Andersson Elin, Bohlin Linda, Herlitz Johan, Sundler Annelie J, Fekete Zoltán, Andersson Hagiwara Magnus
1Centre for Prehospital Research, Faculty of Caring Science,Work Life and Social Welfare,University of Borås,Borås,Sweden.
2Södra Älvsborg Hospital (SÄS),Department of Neurology,Borås,Sweden.
Prehosp Disaster Med. 2018 Feb;33(1):63-70. doi: 10.1017/S1049023X17007178. Epub 2018 Jan 10.
Introduction the early phase of stroke, minutes are critical.

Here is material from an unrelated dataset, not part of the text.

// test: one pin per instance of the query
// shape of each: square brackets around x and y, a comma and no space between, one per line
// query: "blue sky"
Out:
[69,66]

Since the majority of patients with stroke are transported by the Emergency Medical Service (EMS), the early handling and decision making by the EMS clinician is important. Problem The study aim was to evaluate the frequency of a documented suspicion of stroke by the EMS nurse, and to investigate differences in the clinical signs of stroke and clinical assessment in the prehospital setting among patients with regard to if there was a documented suspicion of stroke on EMS arrival or not, in patients with a final hospital diagnosis of stroke.
The study had a retrospective observational design. Data were collected from reports on patients who were transported by the EMS and had a final diagnosis of stroke at a single hospital in western Sweden (630 beds) in 2015. The data sources were hospital and prehospital medical journals.
In total, 454 patients were included. Among them, the EMS clinician suspected stroke in 52%. The findings and documentation on patients with a suspected stroke differed from the remaining patients as follows: a) More frequently documented symptoms from the face, legs/arms, and speech; b) More frequently assessments of neurology, face, arms/legs, speech, and eyes; c) More frequently addressed the major complaint with regard to time and place of onset, duration, localization, and radiation; d) Less frequently documented symptoms of headache, vertigo, and nausea; and e) More frequently had an electrocardiogram (ECG) recorded and plasma glucose sampled. In addition to the 52% of patients who had a documented initial suspicion of stroke, seven percent of the patients had an initial suspicion of transitory ischemic attack (TIA) by the EMS clinician, and a neurologist was approached in another 10%.
Among 454 patients with a final diagnosis of stroke who were transported by the EMS, an initial suspicion of stroke was not documented in one-half of the cases. These patients differed from those in whom a suspicion of stroke was documented in terms of limited clinical signs of stroke, a less extensive clinical assessment, and fewer clinical investigations. Andersson E , Bohlin L , Herlitz J , Sundler AJ , Fekete Z , Andersson Hagiwara M . Prehospital identification of patients with a final hospital diagnosis of stroke. Prehosp Disaster Med. 2018;33(1):63-70.
在卒中的早期阶段,数分钟至关重要。由于大多数卒中患者由紧急医疗服务(EMS)运送,EMS临床医生的早期处理和决策很重要。问题:本研究的目的是评估EMS护士记录的卒中疑似情况的频率,并调查在最终医院诊断为卒中的患者中,根据EMS到达时是否有记录的卒中疑似情况,院前环境中卒中临床体征和临床评估的差异。
本研究采用回顾性观察设计。数据收集自2015年在瑞典西部一家拥有630张床位的单一医院由EMS运送且最终诊断为卒中的患者报告。数据来源为医院和院前医学期刊。
共纳入454例患者。其中,EMS临床医生怀疑卒中的占52%。疑似卒中患者与其余患者的发现和记录情况如下不同:a)面部、腿部/手臂和言语症状记录更频繁;b)神经学、面部、手臂/腿部、言语和眼睛评估更频繁;c)更频繁地针对发病时间和地点、持续时间、定位和放射等主要诉求进行询问;d)头痛、眩晕和恶心症状记录较少;e)心电图(ECG)记录和血浆葡萄糖采样更频繁。除了52%有记录的初始卒中疑似患者外,7%的患者被EMS临床医生初始怀疑为短暂性脑缺血发作(TIA),另有10%的患者联系了神经科医生。
在由EMS运送的454例最终诊断为卒中的患者中,一半的病例未记录初始卒中疑似情况。这些患者与记录有卒中疑似情况的患者在卒中临床体征有限、临床评估范围较小和临床检查较少方面存在差异。安德森E、博林L、赫利茨J、桑德勒AJ、费凯特Z、安德森·哈吉瓦拉M。最终医院诊断为卒中的患者的院前识别。院前灾难医学。2018;33(1):63 - 70。